Recommendations for ensuring security in AI systems
Encryption: It entails converting data into a code to deter unauthorized access. Data encryption can enable AI systems to ensure that even in case of a breach, the data remains unreadable and protected from those without the appropriate decryption key. Data at rest and data in transit can be encrypted, offering various layers of protection.
AI Security Compliance Policy Solution: There is a need to create AI Security Compliance as a major public policy mechanism to safeguard against AI attacks. Every country should come up with compliance programs to minimize the vulnerability of attacks on AI systems and mitigate against the adverse effects of successful attacks. These programs can encourage stakeholders to embrace various best practices to secure their systems and make them stronger against AI attacks.
Implementation stage compliance requirements: They focus on ensuring that stakeholders take appropriate precautionary steps as they develop and use their AI systems. It includes securing soft assets and improving detection systems that can provide warnings when attacks are being developed/formulated. They are as follows:
- Securing soft assets: AI system operators need to secure assets that can be used for crafting AI attacks, including models and datasets, and improving the systems’ cybersecurity where the assets are stored. Critical apps that deploy AI should embrace a set of best practices in order to harden these assets’ security.

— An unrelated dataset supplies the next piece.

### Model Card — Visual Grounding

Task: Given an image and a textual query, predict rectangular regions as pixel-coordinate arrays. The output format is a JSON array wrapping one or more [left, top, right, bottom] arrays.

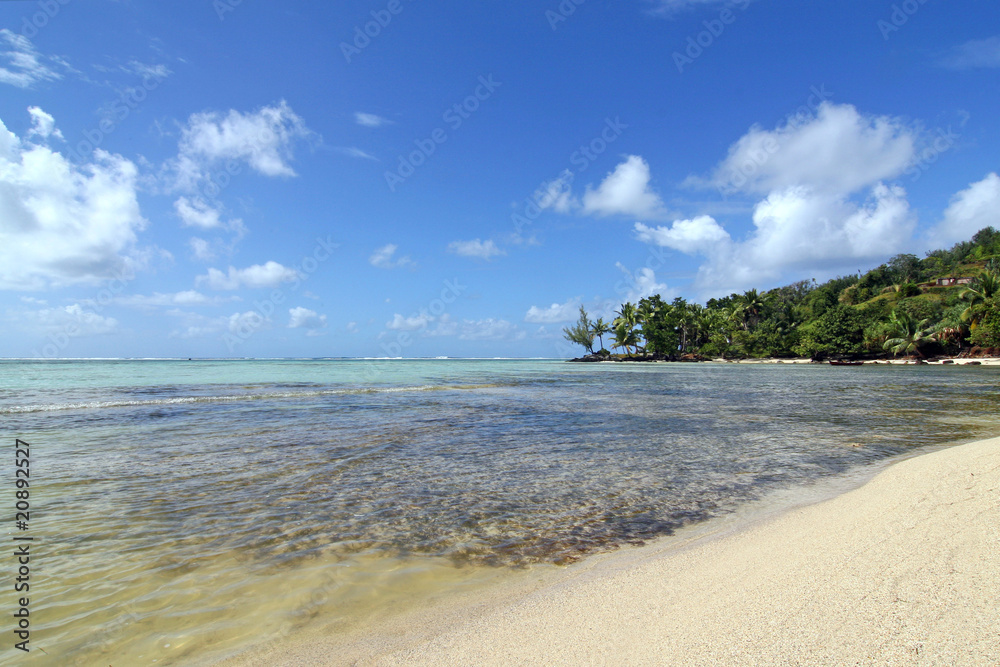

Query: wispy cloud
[[941, 35, 1000, 69], [0, 28, 65, 88], [354, 111, 392, 127], [448, 239, 507, 260], [334, 146, 378, 162], [368, 243, 413, 269]]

- Improve the detection of intrusion and attack formulation: Intrusion detection systems should be improved to better detect when assets have been compromised and behavioral patterns that indicate an adversary formulating an attack. Policymakers need to encourage better intrusion detection for the systems that hold these crucial assets. After a system operator detects that an intrusion has taken place that can jeopardize the system or attack being developed, there is a need for them to immediately switch into mitigation mode. Thus, it is crucial for system operators to have a predetermined plan specifying the exact actions that should be implemented if there is a system compromise and immediately put the plan into action.
- Develop response plans: It is important to ascertain how AI attacks are most likely to be utilized and develop response plans for such scenarios. Ideally, stakeholders should determine how AI attacks could be used against their AI system, and develop response plans for mitigating their impact. While determining the most likely attacks, stakeholders need to evaluate existing threats and design appropriate response plans.
- Vulnerability Mapping: It is vital to create maps that show how one system or asset’s compromise impacts all other AI systems through rapid shared vulnerability mapping.